Previous: newbohemia and its discontents
fed up
Post #86 • August 19, 2003, 4:19 AM
Damarys Ocaña in Street:
American Tableux: Many Voices, Many Stories, currently on view at Miami Art Museum, won’t exactly set your brain on fire with its ideas. That’s because the “American story” far more complex than the show reflects – even with its pluralistic title and intentions – and because the show’s broad premise that pictures tell stories is practically begging for a “No shit” response.
See the original on the Miami Herald’s unnavigable, unsearchable, train wreck of a website. (Dear Herald: Attempting to find this article, I clicked the through the categories, got thrown irretrievably on to the main Herald site twice, searched on ‘Damarys’ and ‘Ocaña’ to no avail, and finally found it by searching for ‘No shit’. Fire your webmaster.)
Tom Moody on his weblog:
At long last, the Matthew Barney backlash has begun! I don’t know about you, but about halfway down the Guggenheim ramp I started looking at my watch, and I don’t wear a watch.
Overheard on Sunday in front of a Felix Gonzalez-Torres lightbulb-strings-named-after-Paris-hotels piece at the Philadelphia Museum of Art: “If we turned off the light bulbs, the piece could be named after a New York hotel.”
Just when you thought it was safe to step back into a gallery, here comes a show where the burka has been re-designed American style. I am talking about Redesigning the Burqa. This is an exhibit that features the Islamic female garment embossed with various logos from McDonald’s to the Cubs – it is on display at the Aron Packer Gallery in the West Loop. ...
“America didn’t invent the burqa, but maybe this is what would happen if we did,” says 31-year-old [artist Sean] Sorensen. “We take over Afghanistan, and then we take over Iraq, and it doesn’t seem that far of a leap to think that certain things about American capitalism will insinuate themselves into the lives of these people.”

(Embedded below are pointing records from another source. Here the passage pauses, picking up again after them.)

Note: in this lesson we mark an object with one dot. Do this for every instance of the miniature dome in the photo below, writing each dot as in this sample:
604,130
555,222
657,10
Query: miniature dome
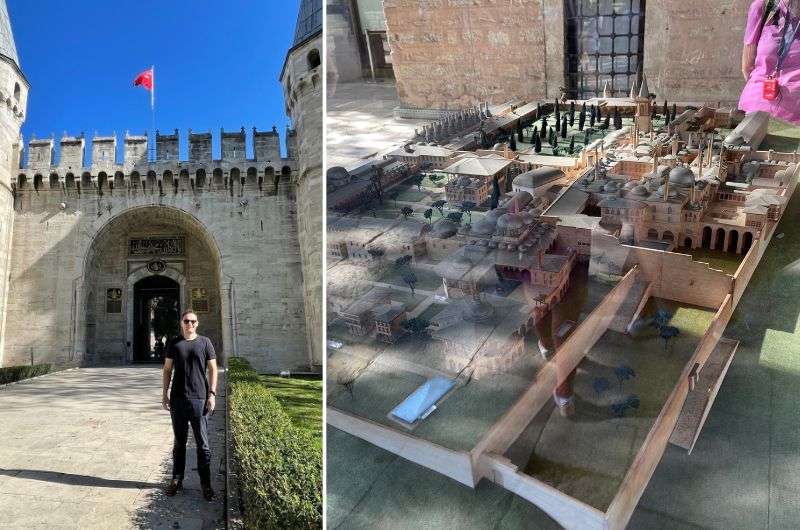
510,221
681,176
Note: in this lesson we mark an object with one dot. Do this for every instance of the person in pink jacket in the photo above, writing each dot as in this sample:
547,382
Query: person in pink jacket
771,59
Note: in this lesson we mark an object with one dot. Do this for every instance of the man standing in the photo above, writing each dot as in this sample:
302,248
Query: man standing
191,400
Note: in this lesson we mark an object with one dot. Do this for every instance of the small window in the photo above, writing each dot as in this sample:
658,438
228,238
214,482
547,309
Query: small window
114,300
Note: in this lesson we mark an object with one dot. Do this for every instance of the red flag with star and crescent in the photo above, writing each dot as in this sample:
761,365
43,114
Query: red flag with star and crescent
146,79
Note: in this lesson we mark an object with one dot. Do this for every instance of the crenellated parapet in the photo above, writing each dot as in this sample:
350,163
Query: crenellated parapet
164,172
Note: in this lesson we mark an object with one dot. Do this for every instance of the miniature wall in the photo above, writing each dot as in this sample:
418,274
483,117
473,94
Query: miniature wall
262,308
503,433
677,277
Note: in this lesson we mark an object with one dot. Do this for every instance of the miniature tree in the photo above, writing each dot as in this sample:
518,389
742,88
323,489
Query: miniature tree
623,373
467,207
495,198
416,326
455,217
410,279
403,261
376,252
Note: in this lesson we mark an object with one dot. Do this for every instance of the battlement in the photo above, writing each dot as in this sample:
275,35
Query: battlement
266,149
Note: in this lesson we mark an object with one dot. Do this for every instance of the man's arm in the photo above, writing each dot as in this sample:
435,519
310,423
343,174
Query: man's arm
165,379
212,385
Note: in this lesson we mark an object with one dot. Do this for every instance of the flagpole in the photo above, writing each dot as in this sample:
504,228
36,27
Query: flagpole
153,110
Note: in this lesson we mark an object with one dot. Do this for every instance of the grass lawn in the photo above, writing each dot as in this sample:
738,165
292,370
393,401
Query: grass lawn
301,398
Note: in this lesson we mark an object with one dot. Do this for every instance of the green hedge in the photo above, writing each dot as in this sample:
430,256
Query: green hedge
280,465
9,374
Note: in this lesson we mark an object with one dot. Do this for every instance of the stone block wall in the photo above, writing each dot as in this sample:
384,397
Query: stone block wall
242,240
693,50
302,82
450,53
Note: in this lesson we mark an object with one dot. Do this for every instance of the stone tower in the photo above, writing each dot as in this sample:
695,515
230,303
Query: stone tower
301,78
13,100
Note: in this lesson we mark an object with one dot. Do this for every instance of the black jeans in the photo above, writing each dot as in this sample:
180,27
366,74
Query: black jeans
185,412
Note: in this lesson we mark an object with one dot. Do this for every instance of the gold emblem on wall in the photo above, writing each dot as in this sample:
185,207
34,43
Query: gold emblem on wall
200,299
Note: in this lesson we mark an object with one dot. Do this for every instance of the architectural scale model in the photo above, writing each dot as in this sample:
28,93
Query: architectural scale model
535,293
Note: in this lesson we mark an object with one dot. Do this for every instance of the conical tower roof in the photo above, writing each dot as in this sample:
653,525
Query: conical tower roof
309,21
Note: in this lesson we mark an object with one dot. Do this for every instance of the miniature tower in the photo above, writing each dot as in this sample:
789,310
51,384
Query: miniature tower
14,94
644,108
301,78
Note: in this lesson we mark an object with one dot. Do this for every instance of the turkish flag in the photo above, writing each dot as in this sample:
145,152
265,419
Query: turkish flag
145,79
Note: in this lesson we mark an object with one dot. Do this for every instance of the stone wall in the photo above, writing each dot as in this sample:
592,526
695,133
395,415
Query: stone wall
302,82
242,239
693,50
450,53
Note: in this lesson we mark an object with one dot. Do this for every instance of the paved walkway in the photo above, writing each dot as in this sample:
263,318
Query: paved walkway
91,448
360,122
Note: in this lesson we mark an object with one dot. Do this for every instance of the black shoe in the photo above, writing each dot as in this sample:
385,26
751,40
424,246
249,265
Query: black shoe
173,488
208,493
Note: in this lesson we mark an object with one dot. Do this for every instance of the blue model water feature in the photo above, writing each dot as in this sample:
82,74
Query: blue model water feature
423,400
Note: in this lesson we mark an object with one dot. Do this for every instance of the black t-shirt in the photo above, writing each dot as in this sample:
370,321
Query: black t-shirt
190,358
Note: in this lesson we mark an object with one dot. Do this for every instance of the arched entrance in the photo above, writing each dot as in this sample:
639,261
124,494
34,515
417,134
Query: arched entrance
142,268
156,309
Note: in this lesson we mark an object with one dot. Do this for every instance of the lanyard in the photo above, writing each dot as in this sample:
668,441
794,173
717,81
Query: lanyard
789,32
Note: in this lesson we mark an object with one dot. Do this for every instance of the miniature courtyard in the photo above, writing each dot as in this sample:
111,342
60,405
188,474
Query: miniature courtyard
738,476
604,265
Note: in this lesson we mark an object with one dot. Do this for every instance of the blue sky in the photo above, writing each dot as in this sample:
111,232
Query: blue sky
216,65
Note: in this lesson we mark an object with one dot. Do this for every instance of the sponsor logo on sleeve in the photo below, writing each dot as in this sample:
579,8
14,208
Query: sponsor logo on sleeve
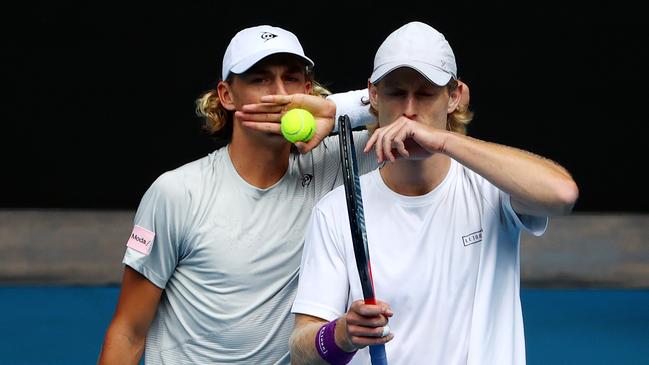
472,238
141,240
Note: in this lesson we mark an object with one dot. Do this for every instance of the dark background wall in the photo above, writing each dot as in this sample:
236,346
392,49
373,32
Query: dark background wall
98,98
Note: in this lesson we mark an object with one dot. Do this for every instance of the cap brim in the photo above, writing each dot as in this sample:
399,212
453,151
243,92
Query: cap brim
251,60
432,73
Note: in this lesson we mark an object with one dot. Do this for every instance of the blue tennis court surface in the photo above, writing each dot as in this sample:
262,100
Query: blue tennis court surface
65,325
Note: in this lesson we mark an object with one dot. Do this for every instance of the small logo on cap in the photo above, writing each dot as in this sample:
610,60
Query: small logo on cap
306,180
267,35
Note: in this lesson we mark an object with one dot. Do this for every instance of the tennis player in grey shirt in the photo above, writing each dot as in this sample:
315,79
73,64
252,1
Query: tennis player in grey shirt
211,266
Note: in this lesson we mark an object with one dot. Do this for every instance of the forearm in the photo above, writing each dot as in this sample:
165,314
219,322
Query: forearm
538,186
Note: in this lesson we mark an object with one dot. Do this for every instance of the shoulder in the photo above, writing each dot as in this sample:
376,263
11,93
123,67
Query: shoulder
179,182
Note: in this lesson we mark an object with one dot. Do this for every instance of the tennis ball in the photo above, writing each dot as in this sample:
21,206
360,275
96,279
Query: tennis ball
298,125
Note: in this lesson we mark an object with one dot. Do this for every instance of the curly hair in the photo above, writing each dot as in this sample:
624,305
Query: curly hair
218,120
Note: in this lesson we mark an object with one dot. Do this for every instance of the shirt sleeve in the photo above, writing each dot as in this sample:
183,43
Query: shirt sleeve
323,285
351,103
162,211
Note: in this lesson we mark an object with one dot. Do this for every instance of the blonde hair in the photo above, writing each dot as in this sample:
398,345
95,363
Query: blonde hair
457,121
218,120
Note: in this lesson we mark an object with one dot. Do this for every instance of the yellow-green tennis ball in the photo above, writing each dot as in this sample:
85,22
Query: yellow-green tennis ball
298,125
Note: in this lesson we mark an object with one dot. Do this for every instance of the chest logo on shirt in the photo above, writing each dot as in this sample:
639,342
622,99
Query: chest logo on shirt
472,238
306,180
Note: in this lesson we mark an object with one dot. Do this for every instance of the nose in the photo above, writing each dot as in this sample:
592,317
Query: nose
410,107
278,87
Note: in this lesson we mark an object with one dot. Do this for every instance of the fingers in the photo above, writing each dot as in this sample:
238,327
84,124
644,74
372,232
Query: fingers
389,140
368,324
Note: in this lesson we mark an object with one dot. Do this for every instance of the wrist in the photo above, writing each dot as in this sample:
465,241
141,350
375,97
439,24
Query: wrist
328,348
342,339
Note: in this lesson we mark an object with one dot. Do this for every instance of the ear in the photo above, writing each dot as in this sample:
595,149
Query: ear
464,94
373,93
454,101
225,95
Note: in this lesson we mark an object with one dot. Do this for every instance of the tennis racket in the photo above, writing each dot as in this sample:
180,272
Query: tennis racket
354,199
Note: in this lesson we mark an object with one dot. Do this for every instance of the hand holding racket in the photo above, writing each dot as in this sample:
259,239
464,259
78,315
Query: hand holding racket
354,199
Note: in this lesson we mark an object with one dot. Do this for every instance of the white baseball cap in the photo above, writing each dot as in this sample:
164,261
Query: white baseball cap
250,45
420,47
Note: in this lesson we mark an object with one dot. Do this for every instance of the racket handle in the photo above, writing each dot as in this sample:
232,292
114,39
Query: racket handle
377,354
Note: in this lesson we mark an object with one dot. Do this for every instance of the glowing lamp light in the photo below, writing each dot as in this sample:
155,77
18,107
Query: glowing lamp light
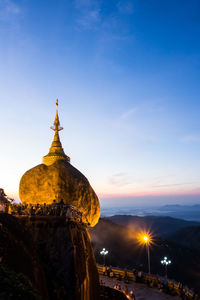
104,252
165,263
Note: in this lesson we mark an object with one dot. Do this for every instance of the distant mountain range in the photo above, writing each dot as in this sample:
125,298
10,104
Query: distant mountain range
186,212
159,226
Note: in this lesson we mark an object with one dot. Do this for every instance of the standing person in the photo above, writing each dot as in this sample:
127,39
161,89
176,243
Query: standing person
104,270
132,295
125,290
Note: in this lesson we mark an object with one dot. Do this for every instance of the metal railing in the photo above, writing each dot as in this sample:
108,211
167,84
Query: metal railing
171,286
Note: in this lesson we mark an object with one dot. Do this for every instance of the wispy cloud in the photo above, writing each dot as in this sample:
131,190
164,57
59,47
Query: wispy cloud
119,179
173,184
89,13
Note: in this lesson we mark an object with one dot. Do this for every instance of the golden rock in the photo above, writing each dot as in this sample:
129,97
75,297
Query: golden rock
56,179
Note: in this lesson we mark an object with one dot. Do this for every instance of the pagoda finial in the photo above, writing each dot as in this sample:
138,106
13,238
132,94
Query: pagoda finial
56,151
56,123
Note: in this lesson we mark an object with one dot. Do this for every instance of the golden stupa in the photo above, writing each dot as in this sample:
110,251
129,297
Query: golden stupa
56,179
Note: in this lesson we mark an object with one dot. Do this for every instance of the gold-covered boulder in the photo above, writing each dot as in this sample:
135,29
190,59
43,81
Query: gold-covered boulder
57,180
61,182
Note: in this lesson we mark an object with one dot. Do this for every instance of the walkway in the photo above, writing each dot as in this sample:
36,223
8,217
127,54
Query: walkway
142,292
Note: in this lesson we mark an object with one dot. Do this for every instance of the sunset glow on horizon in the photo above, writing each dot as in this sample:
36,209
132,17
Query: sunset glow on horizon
126,74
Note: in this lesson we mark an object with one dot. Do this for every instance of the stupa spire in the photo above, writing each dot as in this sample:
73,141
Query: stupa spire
56,151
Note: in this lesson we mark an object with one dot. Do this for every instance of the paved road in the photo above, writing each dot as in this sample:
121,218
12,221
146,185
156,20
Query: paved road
142,292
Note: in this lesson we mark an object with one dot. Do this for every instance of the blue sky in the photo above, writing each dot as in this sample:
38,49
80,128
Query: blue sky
127,77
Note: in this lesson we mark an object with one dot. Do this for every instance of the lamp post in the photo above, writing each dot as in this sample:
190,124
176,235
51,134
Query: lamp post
104,252
146,239
165,263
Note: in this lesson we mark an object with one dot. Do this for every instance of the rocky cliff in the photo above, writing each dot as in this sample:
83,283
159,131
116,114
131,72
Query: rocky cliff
55,256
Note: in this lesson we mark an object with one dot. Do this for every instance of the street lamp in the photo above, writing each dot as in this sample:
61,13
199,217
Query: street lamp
146,239
104,252
147,242
165,263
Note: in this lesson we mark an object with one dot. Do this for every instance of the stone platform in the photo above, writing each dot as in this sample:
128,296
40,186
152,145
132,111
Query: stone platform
142,291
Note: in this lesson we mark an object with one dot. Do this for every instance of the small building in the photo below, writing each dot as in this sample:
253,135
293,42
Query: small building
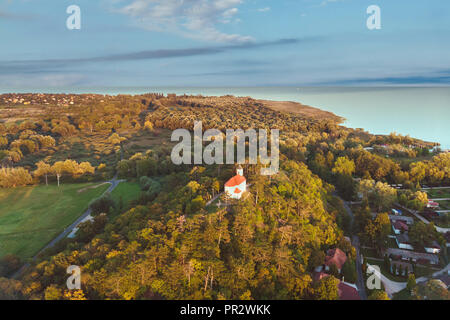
347,291
401,268
432,204
412,256
336,257
403,242
405,219
237,185
399,227
433,248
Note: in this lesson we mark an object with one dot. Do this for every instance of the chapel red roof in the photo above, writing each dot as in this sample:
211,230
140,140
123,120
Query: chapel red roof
335,256
235,181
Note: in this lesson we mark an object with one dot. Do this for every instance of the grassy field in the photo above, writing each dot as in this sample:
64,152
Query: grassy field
32,216
129,191
438,193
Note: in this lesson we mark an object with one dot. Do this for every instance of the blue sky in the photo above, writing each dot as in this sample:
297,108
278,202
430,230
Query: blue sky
224,43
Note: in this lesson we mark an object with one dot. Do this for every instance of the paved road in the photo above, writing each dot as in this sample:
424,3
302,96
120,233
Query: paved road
418,216
355,242
113,184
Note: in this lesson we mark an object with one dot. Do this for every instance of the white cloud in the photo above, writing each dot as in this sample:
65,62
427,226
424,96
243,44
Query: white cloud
325,2
197,19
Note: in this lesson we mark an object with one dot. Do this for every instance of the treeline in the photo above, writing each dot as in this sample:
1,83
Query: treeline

How? Maybe we will “take over” their minds as well, uh? If it was up to me, which thanks to all the Gods it isn’t – I’d rather deal with a MickyDees burka than with Taliban killers running my life or Saddam and his sons raping my women.
Here in Phoenix Gregory Sale, another artist too lazy to do his own work (at least in this case),telephonically hijacked a phone-in part of Yoko Ono’s retrospective in San Francisco last year, then somehow made a fifteen-minute video of an audio piece, and called it “Looking for Yoko Ono.” He explained it, in part, this way: I am questioning museum culture while playing with celebrity and artistic intervention.Which I translate this way: I am an obnoxious party-crasher taking advantage of a venue I couldn’t mount in a hundred years, and this is the only way I’ll ever get into the San Francisco Museum of Art.
One rather gets the sense that people are getting fed up.